Argenta Spaarbank SA/NV
Pre-stabilisation Period Announcement
Morgan Stanley Europe SE (contact: Morgan Stanley Debt Syndicate - Florian
Hessel; telephone: +496921661287) hereby gives notice, as Coordinating
Stabilisation Manager, that the Stabilisation Manager(s) named below may
stabilise the offer of the following securities in accordance with Commission
Delegated Regulation (EU) 2016/1052 of 8 March 2016 supplementing Regulation
(EU) No 596/2014.
Securities
Issuer: Argenta Spaarbank SA/NV
Guarantor (if any): N/A
Aggregate nominal amount: EUR Benchmark
Description: EUR • • % Callable Fixed-to-Fixed Reset Rate Green Senior Non-Preferred Notes due 2027
Offer price: TBD
Stabilisation
Stabilisation Manager(s): Morgan Stanley Europe SE
ABN AMRO Bank N.V.
BNP Paribas
ING Bank N.V., Belgian Branch
Stabilisation period expected to start on: 22 November 2022
Stabilisation period expected to end no later than: 29 December 2022
Existence, maximum size and conditions of use of over-allotment facility: The Stabilisation Manager(s) may over-allot the securities to the extent
permitted in accordance with applicable laws and rules.

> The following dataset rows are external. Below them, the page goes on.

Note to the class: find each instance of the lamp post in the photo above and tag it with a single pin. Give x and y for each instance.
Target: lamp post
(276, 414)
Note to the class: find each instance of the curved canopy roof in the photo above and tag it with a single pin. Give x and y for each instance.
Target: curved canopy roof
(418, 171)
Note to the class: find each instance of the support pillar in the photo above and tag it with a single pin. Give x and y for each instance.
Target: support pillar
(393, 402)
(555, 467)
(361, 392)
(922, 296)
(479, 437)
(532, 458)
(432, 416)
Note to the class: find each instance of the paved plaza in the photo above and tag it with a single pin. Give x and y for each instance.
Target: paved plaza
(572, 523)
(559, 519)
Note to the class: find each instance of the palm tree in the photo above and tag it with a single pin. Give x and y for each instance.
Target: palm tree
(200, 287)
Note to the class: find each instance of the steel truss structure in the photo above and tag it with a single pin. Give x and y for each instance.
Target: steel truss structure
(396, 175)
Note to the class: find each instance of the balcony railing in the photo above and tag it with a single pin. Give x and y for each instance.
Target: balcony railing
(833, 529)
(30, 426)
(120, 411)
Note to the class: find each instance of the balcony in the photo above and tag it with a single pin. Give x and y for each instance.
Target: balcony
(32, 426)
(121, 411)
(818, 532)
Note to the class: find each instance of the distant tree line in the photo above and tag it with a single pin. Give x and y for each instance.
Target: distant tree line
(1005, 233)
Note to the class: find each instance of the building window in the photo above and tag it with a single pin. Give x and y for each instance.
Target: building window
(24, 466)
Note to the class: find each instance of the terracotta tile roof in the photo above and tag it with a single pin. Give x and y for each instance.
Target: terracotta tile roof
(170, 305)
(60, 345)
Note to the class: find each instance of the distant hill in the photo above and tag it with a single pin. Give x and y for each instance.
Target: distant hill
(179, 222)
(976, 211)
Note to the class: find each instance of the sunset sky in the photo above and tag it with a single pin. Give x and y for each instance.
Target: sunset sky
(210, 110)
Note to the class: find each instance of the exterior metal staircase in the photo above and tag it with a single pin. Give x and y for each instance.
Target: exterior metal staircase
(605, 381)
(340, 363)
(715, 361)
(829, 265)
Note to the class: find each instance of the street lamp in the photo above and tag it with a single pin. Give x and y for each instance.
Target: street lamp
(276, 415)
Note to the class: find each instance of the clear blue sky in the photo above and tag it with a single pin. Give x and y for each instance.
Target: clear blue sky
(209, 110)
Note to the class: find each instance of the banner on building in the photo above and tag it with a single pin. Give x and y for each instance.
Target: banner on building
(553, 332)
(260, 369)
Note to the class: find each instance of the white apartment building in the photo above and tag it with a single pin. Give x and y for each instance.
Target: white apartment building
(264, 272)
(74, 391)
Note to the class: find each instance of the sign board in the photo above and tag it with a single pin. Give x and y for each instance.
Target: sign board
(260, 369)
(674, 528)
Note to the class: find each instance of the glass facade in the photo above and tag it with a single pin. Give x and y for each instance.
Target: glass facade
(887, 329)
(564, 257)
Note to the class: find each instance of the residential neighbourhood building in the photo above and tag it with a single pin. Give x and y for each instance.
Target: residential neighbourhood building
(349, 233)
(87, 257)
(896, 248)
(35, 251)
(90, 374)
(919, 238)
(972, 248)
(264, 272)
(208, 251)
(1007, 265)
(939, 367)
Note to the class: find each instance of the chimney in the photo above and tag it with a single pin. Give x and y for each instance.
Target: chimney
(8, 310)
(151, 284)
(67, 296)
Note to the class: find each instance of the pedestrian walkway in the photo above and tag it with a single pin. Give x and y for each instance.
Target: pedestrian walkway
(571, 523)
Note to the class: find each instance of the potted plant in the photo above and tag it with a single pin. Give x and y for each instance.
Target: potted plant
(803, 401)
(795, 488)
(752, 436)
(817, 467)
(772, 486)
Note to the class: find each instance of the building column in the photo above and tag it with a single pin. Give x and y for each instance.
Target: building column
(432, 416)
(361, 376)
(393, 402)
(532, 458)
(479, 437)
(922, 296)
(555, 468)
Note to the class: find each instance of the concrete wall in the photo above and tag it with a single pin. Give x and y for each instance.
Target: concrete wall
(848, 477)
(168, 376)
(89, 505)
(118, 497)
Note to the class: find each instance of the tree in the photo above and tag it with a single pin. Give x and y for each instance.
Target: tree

Stabilisation trading venue: Luxembourg Stock Exchange, Regulated Market
In connection with the offer of the above securities, the Stabilisation
Manager(s) may over-allot the securities or effect transactions with a view to
supporting the market price of the securities during the stabilisation period
at a level higher than that which might otherwise prevail. However,
stabilisation may not necessarily occur and any stabilisation action, if
begun, may cease at any time. Any stabilisation action or over-allotment
shall be conducted in accordance with all applicable laws and rules.
This announcement is for information purposes only and does not constitute an
invitation or offer to underwrite, subscribe for or otherwise acquire or
dispose of any securities of the Issuer in any jurisdiction.
This announcement and the offer of the securities to which it relates are only
addressed to and directed at persons outside the United Kingdom and persons in
the United Kingdom who have professional experience in matters related to
investments or who are high net worth persons within article 12(5) of the
Financial Services and Markets Act 2000 (Financial Promotion) Order 2005 and
must not be acted on or relied on by other persons in the United Kingdom.
In addition, if and to the extent that this announcement is communicated in,
or the offer of the securities to which it relates is made in, any EEA Member
State or the United Kingdom (each, for the purposes of this provision, a
"Relevant State") before the publication of a prospectus in relation to the
securities which has been approved by the competent authority in that Relevant
State in accordance with Regulation (EU) 2017/1129 (the "Prospectus
Regulation") (or which has been approved by a competent authority in another
Relevant State and notified to the competent authority in that Relevant State
in accordance with the Prospectus Regulation), this announcement and the offer
are only addressed to and directed at persons in that Relevant State who are
qualified investors within the meaning of the Prospectus Regulation (or who
are other persons to whom the offer may lawfully be addressed) and must not be
acted on or relied on by other persons in that Relevant State.
This announcement is not an offer of securities for sale into the United
States. The securities have not been, and will not be, registered under the
United States Securities Act of 1933 and may not be offered or sold in the
United States absent registration or an exemption from registration. There
will be no public offer of securities in the United States.